Molecular Dynamics Investigation of the Temperature Dependences of Nickel Theoretical Strength and Shear Modulus

Abstract

Stress–strain diagrams for a pure nickel crystal have been studied versus temperature, strain rate, and size of a simulated computational cell under shear along the 〈111〉 direction by the molecular dynamics method. Shear in the model has been simulated by displacing atoms in the upper and lower parts of the computational cell in opposite directions. During the computer experiment, these parts move as a whole. For other boundaries of the computational cell, periodic boundary conditions have been set. Interatomic interactions have been described in terms of Cleri–Rosato many-particle potentials constructed in the tight-binding approximation.

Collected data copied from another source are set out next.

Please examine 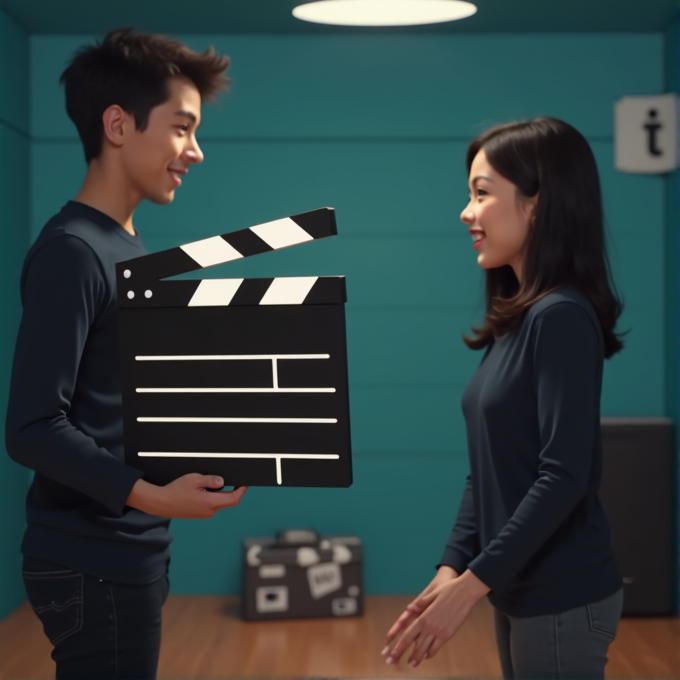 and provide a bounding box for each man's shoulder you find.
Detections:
[28,202,145,275]
[28,215,100,269]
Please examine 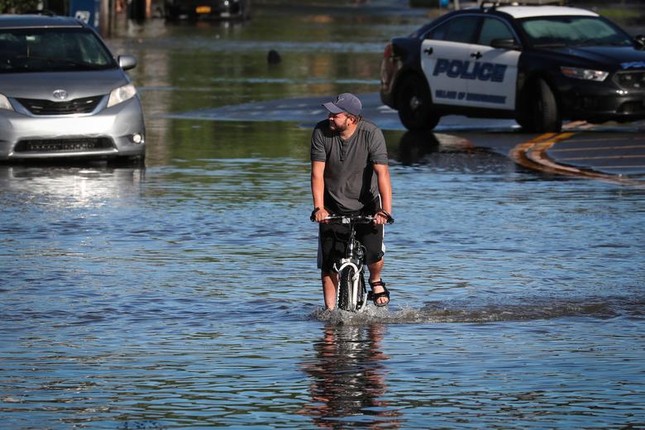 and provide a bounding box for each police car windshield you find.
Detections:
[521,16,632,48]
[0,28,116,73]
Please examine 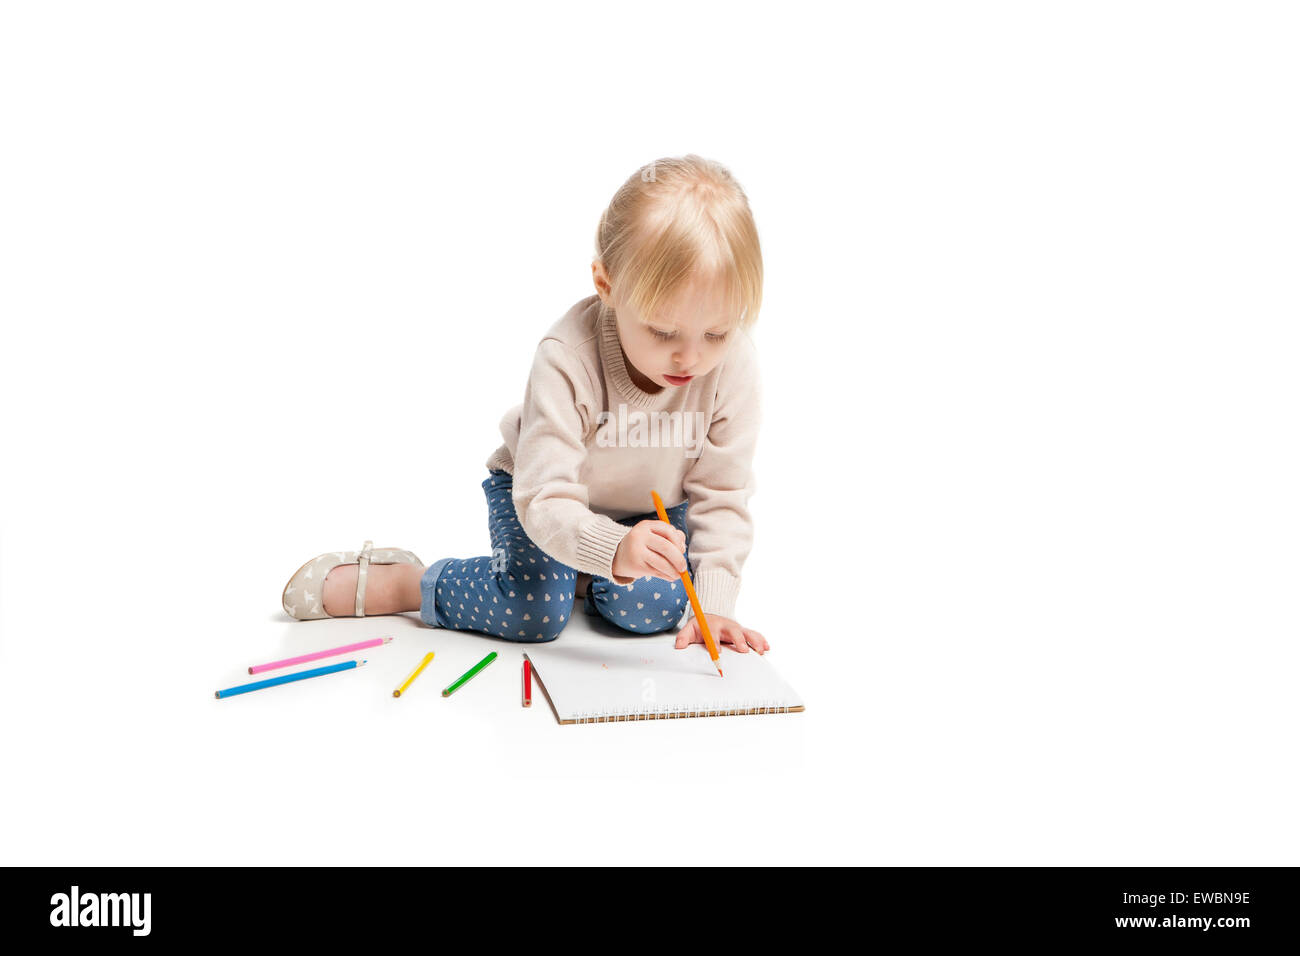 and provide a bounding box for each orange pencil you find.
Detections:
[651,490,723,677]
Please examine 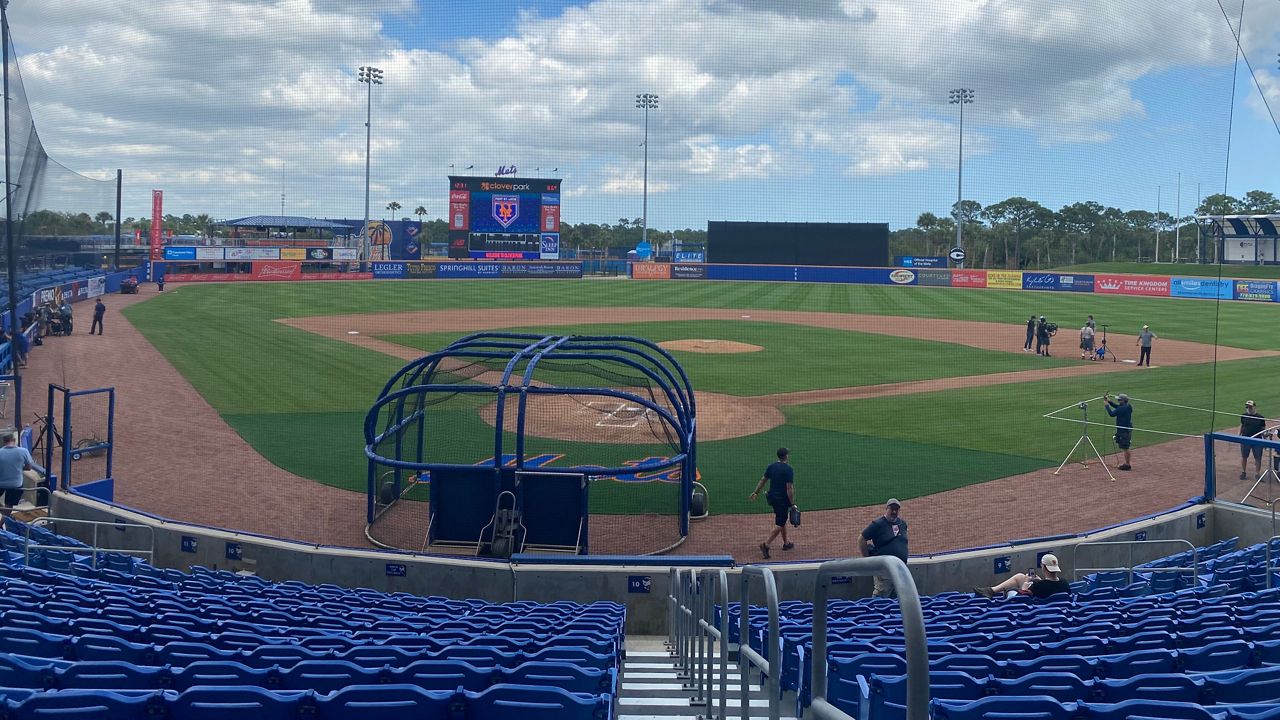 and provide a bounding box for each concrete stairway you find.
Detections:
[617,635,797,720]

It has been shown that the shear rate less than 20 m/s has a weak influence on the theoretical strength at constant temperature. As the temperature grows, dislocations and plastic deformation in perfect crystals arise at lower strains. In addition, the temperature significantly influences the slope of the stress-strain curves in the elastic region because of the temperature dependence of the shear modulus. The temperature dependences of the theoretical strength and shear modulus obtained in this study are nearly linear, which agrees with data of real experiments. The shear modulus at normal temperature is also close to the reference value. At the given loading mode (shear along the 〈111〉 direction), dislocations arise in two slip systems. At sufficiently high strains, dislocations from one slip system participate in deformation twinning. Those from the other system are stopped by these twins, which, along with grain boundaries, are known as effective barriers for moving dislocations.